08 November 2012

Intimate Danger, by Amy J. Fetzer

Synopsis: Clancy McRae is mad as hell. Charged with creating technology-enhanced troops, she's discovered her top-secret nano-device has been surgically implanted in four U.S. Marines without her approval. Though it makes them smarter, faster, and stronger than any human on earth, in this untested stage it can also drive them insane - or kill them. Now she's stolen classified data, risking her career - and her life - to go after them.

While recovering from a shoulder wound, Spec Ops leader Mike Gannon learns the rest of his team was dropped into the jungles of Peru to locate a chilling new weapon. Then: nothing, nada. Injured or dead, it's his duty to bring them home and destroy the threat. But when a scrappy red-haired beauty butts into his rescue mission, insisting the government turned his men into lab rats, Mike doesn't believe her - till she becomes a moving target.

Keeping Clancy with him keeps her safe, yet as the tropical temperatures rise with their passion, Mike and Clancy are ensnared in a labyrinth of ingenious deceptions concealing a peril no one suspects - and only they can stop. In the dark forgotten Andes, they unearth a deadly plan and an ancient menace that turns a rescue into the crucial fight for their very survival.

And the clock is ticking...


First line: Some people were a waste of human tissue.

Stats for my copy: Trade paperback, published by Kensington Publishing Corp, 2007.

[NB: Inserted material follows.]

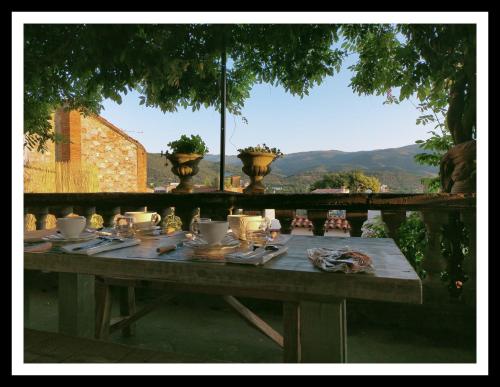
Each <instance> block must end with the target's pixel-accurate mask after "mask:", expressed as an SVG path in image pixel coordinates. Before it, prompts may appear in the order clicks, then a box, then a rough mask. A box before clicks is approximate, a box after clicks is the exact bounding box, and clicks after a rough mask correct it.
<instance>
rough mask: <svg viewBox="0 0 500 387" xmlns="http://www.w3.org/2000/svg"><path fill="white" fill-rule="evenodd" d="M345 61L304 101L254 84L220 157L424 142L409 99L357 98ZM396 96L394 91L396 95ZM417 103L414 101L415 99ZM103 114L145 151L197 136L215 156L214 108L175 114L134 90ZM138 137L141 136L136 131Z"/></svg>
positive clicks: (409, 143)
mask: <svg viewBox="0 0 500 387" xmlns="http://www.w3.org/2000/svg"><path fill="white" fill-rule="evenodd" d="M348 65H349V63H345V65H344V66H343V69H342V70H341V72H340V73H338V74H335V75H334V76H333V77H328V78H325V80H324V81H323V83H322V84H321V85H320V86H315V87H314V88H313V89H312V90H311V91H310V94H309V96H305V97H304V98H303V99H300V98H299V97H293V96H292V95H290V94H288V93H286V92H285V91H284V89H283V88H281V87H273V86H271V85H268V84H256V85H255V86H254V88H253V89H252V92H251V97H250V98H249V99H248V100H247V101H246V103H245V107H244V108H243V110H242V115H243V116H244V117H245V118H246V119H247V120H248V124H245V123H244V122H243V121H242V120H241V117H237V116H236V117H235V116H232V115H229V114H228V115H227V116H226V155H231V154H237V151H236V150H237V149H238V148H243V147H246V146H252V145H256V144H260V143H266V144H267V145H269V146H272V147H277V148H280V149H281V151H282V152H284V153H294V152H303V151H312V150H329V149H337V150H342V151H358V150H372V149H381V148H395V147H400V146H405V145H409V144H413V143H414V142H415V141H416V140H419V139H425V138H427V137H429V135H428V133H427V132H428V131H429V130H431V129H432V127H431V126H427V127H424V126H418V125H416V123H415V120H416V118H417V117H418V115H419V112H418V111H417V109H415V107H414V106H413V105H412V104H411V103H410V102H409V101H405V102H403V103H401V104H399V105H383V102H384V100H385V97H384V96H358V95H357V94H355V93H354V92H353V91H352V89H351V88H350V87H349V86H348V85H349V83H350V78H351V73H350V71H349V70H347V68H346V67H347V66H348ZM396 95H397V94H396ZM413 102H414V103H415V104H416V103H417V102H416V98H413ZM103 105H104V110H102V111H101V115H102V116H103V117H104V118H106V119H107V120H108V121H110V122H112V123H113V124H115V125H116V126H118V127H119V128H121V129H123V130H125V131H126V132H127V133H128V134H129V135H130V136H132V137H134V138H136V139H137V140H138V141H140V142H141V143H142V144H143V145H144V146H145V148H146V150H147V151H148V152H154V153H156V152H160V151H161V150H163V151H165V150H167V149H168V148H167V145H166V144H167V143H168V142H170V141H172V140H176V139H178V138H179V137H180V136H181V135H182V134H187V135H190V134H199V135H200V136H201V137H202V138H203V139H204V141H205V142H206V144H207V146H208V148H209V150H210V153H212V154H218V153H219V152H220V129H219V128H220V116H219V113H217V112H216V111H215V110H214V109H204V108H202V109H201V110H199V111H196V112H192V111H191V110H190V109H188V110H184V109H183V108H181V107H180V108H179V111H178V112H175V113H162V112H161V111H160V110H159V109H156V108H150V107H145V106H143V105H142V106H141V105H139V94H138V93H136V92H132V93H129V94H128V95H127V96H123V102H122V104H121V105H118V104H116V103H115V102H113V101H110V100H106V101H104V104H103ZM137 132H142V133H137Z"/></svg>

My thoughts: It took me a bit to get into this book, though I was hooked on Mike within a few pages. Clancy wasn't introduced until page 9, and she took a little longer to appeal to me. Until they actually met, I was more interested in Mike's parts of the story than hers.

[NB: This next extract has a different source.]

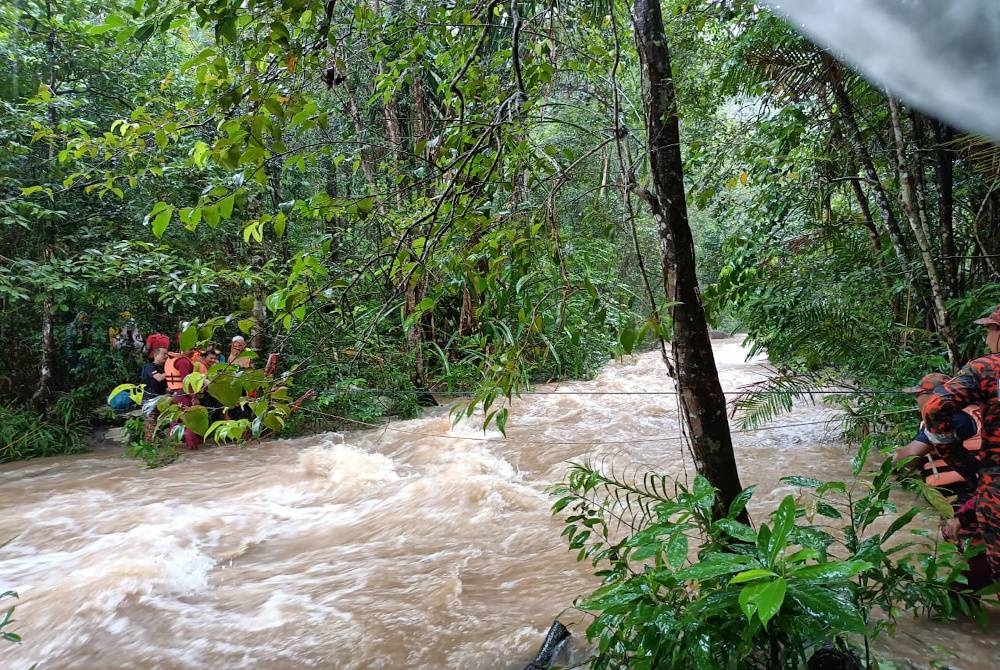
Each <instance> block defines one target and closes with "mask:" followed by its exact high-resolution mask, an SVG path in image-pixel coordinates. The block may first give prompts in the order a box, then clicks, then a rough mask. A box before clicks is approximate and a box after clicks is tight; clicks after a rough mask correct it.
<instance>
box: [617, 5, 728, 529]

While I love military heroes in romance novels, I think I prefer reading about them stateside. Crashing around in the jungles of some foreign country just doesn't really do it for me. With a plot like this, I tend to get a little lost in all the military and scientific talk. And there's a lot of it. And it gets pretty detailed - I certainly felt like the author knew what she was talking about even when I didn't.

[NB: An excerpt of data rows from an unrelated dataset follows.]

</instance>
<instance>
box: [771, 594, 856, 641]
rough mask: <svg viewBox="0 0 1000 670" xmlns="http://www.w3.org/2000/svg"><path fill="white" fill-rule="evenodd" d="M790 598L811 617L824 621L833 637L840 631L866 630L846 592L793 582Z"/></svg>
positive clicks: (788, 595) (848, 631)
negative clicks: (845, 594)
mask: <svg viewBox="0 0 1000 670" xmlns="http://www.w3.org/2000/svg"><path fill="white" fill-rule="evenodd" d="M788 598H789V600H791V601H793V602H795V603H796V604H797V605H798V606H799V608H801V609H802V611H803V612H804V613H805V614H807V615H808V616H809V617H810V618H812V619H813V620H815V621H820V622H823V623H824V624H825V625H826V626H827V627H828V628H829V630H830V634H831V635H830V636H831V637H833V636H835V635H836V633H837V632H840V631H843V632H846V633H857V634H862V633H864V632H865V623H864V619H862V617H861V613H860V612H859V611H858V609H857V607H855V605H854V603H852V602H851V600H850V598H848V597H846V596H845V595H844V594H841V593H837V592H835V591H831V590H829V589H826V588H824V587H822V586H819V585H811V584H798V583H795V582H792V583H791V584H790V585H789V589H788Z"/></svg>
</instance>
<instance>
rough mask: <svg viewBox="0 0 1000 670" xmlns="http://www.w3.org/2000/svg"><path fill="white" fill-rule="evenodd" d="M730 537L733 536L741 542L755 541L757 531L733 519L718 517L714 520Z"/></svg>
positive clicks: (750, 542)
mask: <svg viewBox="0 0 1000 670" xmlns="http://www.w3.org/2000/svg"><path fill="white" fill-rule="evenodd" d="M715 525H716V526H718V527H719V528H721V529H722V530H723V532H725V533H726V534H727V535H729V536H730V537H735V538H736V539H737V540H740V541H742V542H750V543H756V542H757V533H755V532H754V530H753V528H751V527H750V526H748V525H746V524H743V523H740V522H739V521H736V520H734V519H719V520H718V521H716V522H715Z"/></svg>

Once Clancy and Mike finally met and began to interact with each other, I loved the banter between them. And I liked that while Clancy is a military girl herself, having served in Desert Storm, she's not just all tough and fearless. While struggling to keep up with Mike in the jungle, she often whines about how tired she is, and in one scene where their lives were in danger she whimpers with fear. Mike is the definition of the macho Alpha hero, but then he'll pull her close and is tender and encouraging. Of course attraction flares up, and eventually they share a kiss. And then another one here and there.

There was a subplot about an archeological dig that, while it was tied into the overall plot, still seemed irrelevant and extraneous. I felt those sections could have been removed and it wouldn't have made a difference.

I'd not read anything by this author before, so I don't know if all of her books are in this type of setting or not. But she did a great job with the two main characters, and based on that I do want to read more by her.

And a quick search of my TBR pile has revealed that I have one of her other books - TELL IT TO THE MARINES, a collection of stories which I bought at Half Price Books about a year ago because it just sorta jumped off the sale shelf at me. If the heroes are anything like Mike, then I'm sure I'll enjoy it!